I have a machine that is shared among several people. And I have setup a directory in there that is shared among all the users. This directory because of some reasons has to be also viewable from window OS that is dual booted off the same machine.
So I have that directory actually a mount directory of a vfat partition.
On the fstab I have put the entry of that partition (/dev/sda5) to be like this:
/dev/sda5 /mnt/data vfat noauto,user,rw 1 0
so any user that login to the machine then can mount the partition and have the /mnt/data under his/her name and have full read/write access to it.
But problem is sometimes these people forget to unmount the directory after they have finished and logout of the system. And the next guy wouldn't be able to umount or mount the directory again or to write to it.

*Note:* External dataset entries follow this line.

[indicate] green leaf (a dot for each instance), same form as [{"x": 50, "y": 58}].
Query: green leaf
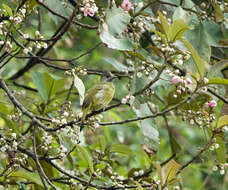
[
  {"x": 219, "y": 16},
  {"x": 199, "y": 40},
  {"x": 84, "y": 154},
  {"x": 115, "y": 63},
  {"x": 200, "y": 63},
  {"x": 177, "y": 29},
  {"x": 53, "y": 84},
  {"x": 117, "y": 20},
  {"x": 121, "y": 148},
  {"x": 171, "y": 169},
  {"x": 8, "y": 9},
  {"x": 139, "y": 187},
  {"x": 102, "y": 142},
  {"x": 218, "y": 80},
  {"x": 30, "y": 176},
  {"x": 181, "y": 13},
  {"x": 38, "y": 80},
  {"x": 113, "y": 42},
  {"x": 221, "y": 150},
  {"x": 149, "y": 130},
  {"x": 80, "y": 87},
  {"x": 222, "y": 121}
]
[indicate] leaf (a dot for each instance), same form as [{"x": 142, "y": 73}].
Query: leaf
[
  {"x": 8, "y": 9},
  {"x": 222, "y": 121},
  {"x": 221, "y": 150},
  {"x": 112, "y": 42},
  {"x": 160, "y": 173},
  {"x": 171, "y": 169},
  {"x": 149, "y": 130},
  {"x": 218, "y": 80},
  {"x": 219, "y": 16},
  {"x": 117, "y": 20},
  {"x": 53, "y": 84},
  {"x": 80, "y": 87},
  {"x": 177, "y": 29},
  {"x": 200, "y": 64},
  {"x": 119, "y": 66},
  {"x": 38, "y": 80},
  {"x": 84, "y": 154},
  {"x": 139, "y": 187},
  {"x": 174, "y": 144},
  {"x": 181, "y": 13},
  {"x": 121, "y": 148},
  {"x": 30, "y": 176}
]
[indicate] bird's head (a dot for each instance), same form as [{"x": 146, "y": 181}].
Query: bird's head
[{"x": 107, "y": 76}]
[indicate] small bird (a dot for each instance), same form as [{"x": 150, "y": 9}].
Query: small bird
[{"x": 99, "y": 96}]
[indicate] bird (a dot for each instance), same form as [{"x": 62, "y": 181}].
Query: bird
[{"x": 98, "y": 96}]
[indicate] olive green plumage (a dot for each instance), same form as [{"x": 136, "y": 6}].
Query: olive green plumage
[{"x": 98, "y": 97}]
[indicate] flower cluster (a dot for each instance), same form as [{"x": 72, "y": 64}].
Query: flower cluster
[{"x": 89, "y": 8}]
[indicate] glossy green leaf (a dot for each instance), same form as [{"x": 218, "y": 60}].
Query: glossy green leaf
[
  {"x": 177, "y": 29},
  {"x": 80, "y": 87},
  {"x": 200, "y": 63},
  {"x": 218, "y": 80},
  {"x": 8, "y": 9},
  {"x": 38, "y": 80},
  {"x": 171, "y": 169},
  {"x": 115, "y": 63},
  {"x": 117, "y": 20},
  {"x": 174, "y": 144},
  {"x": 121, "y": 148},
  {"x": 139, "y": 187},
  {"x": 85, "y": 155},
  {"x": 22, "y": 174},
  {"x": 164, "y": 23},
  {"x": 113, "y": 42},
  {"x": 223, "y": 120},
  {"x": 150, "y": 135}
]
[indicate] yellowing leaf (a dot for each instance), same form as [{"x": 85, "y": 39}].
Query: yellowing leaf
[
  {"x": 200, "y": 63},
  {"x": 223, "y": 120}
]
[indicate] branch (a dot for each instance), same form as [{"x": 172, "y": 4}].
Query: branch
[
  {"x": 145, "y": 117},
  {"x": 16, "y": 103}
]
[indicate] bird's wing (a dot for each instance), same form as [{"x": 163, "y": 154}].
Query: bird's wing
[{"x": 89, "y": 95}]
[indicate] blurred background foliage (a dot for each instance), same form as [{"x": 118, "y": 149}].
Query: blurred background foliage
[{"x": 121, "y": 143}]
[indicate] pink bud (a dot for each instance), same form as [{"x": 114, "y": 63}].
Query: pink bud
[
  {"x": 176, "y": 79},
  {"x": 212, "y": 103},
  {"x": 188, "y": 81},
  {"x": 126, "y": 5}
]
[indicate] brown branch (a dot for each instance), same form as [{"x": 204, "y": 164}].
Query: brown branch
[{"x": 20, "y": 106}]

So one of the solution I can think of is to have a simple script to automatically unmount the partition everytime the user logout. So something like a logout or exit script (a counterpart of the profile script).
Is there such a thing as a logout script in linux ? Or do you have some other solutions for my problems ?
Easier might be to have that partition mounted at boot time, in such a way that all the files are owned by root, but have permissions of 777 (ie anyone can read/write these files).
So try this as your fstab line:
/dev/sda5 /mnt/data vfat iocharset=iso8859-15,codepage=850,umask=0 0 0
then either reboot or do mount -a as root
Why don't you mount it automatically at startup and just keep it mounted? If you specify the options gid (to give all files on the mounted partition your users group) and a corresponding umask, it should work for everybody. Here's mine:
You know what.... I learned something new today...
Thanks guys... both suggestions obviously work, but I will stick to one given by uselpa, since it is more secure by not giving the world access to the mounted directory.